The license to test

As one of the first companies in Austria, the Graz Research Center VIRTUAL VEHICLE received the official approval to carry out test drives with autonomous vehicles on public roads. The approval was granted by the Federal Ministry of Transport, Innovation and Technology.

Just at the beginning of May, Europe’s most diverse test lab for autonomous driving was launched. Under the title ‘ALP.Lab’, the VIRTUAL VEHICLE, together with the Styrian research institutes TU Graz and Joanneum Research, as well as the industrial companies AVL List and Magna Steyr, bundles its competences, in order to test automated driving systems on a large scale. ALP.Lab combines virtual and real tests, analyses, simulations and a wide range of private and public test tracks.

To fully utilise ALP.Lab’s test environment, however, a certificate from the Ministry of Transport is necessary, which officially allows to carry out test drives on public roads. The VIRTUAL VEHICLE has now received this certificate as one of the first companies in Austria.

Deep learning with the vehicle demonstrator

In fact, the certificate only applies to VIRTUAL VEHICLE’s demonstrator car in form of a Ford Mondeo Hybrid. This car is equipped with the latest ‘steer-by-wire’ and ‘brake-by-wire’ systems as well as simple driver assistance functions. Based on this vehicle, VIRTUAL VEHICLE is working on a unique research platform, which is developed in three stages: in the first step, which has already been largely completed, the researchers ensured that electronics are given full access to the vehicle, with the goal of operating the accelerator, brakes and steering by computer alone, creating an “artificial intelligence on wheels”.

Currently, the Graz researchers are in the second development stage: latest sensors (for example, Lidar, radar, cameras, GPS or Car-2-X-systems) are installed to enable a 360° field survey.
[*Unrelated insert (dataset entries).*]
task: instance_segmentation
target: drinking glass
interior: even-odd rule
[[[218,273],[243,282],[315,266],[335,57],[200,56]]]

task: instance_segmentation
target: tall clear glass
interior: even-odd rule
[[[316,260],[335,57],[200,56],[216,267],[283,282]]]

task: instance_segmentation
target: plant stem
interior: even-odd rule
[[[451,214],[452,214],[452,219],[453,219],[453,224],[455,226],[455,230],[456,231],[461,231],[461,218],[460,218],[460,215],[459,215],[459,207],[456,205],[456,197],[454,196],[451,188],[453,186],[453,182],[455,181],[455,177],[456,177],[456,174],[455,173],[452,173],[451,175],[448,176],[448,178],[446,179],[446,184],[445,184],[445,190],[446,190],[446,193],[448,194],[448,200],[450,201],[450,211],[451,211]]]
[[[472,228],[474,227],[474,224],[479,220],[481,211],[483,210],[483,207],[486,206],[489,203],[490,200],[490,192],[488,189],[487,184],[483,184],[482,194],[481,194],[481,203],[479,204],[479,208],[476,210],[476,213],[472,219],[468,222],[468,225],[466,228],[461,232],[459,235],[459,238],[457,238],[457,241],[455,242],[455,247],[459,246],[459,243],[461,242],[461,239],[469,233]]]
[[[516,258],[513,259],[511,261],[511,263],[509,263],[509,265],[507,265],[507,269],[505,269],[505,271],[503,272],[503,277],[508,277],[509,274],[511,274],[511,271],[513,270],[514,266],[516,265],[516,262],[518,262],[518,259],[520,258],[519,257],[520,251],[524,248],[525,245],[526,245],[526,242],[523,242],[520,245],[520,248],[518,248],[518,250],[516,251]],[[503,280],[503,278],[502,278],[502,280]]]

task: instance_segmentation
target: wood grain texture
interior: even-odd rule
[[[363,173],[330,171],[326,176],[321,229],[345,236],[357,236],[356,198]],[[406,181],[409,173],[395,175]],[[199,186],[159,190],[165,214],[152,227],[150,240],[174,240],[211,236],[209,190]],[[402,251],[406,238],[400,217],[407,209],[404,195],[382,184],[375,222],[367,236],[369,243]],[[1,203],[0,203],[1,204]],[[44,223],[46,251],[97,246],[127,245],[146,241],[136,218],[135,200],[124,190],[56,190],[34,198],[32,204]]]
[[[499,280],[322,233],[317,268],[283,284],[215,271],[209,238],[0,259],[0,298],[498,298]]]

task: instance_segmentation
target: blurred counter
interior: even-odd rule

At this stage, high-performance multicore computing platforms (such as NVIDIA, Infineon Aurix, and dSPACE) will also be integrated for data analysis and data fusing to prepare the third phase as best as possible.

In the final third stage, autonomous driving functions will be finally implemented. In this context, ‘deep learning’ methods are tested, which means that the car is ‘trained’ until it can follow a road independently.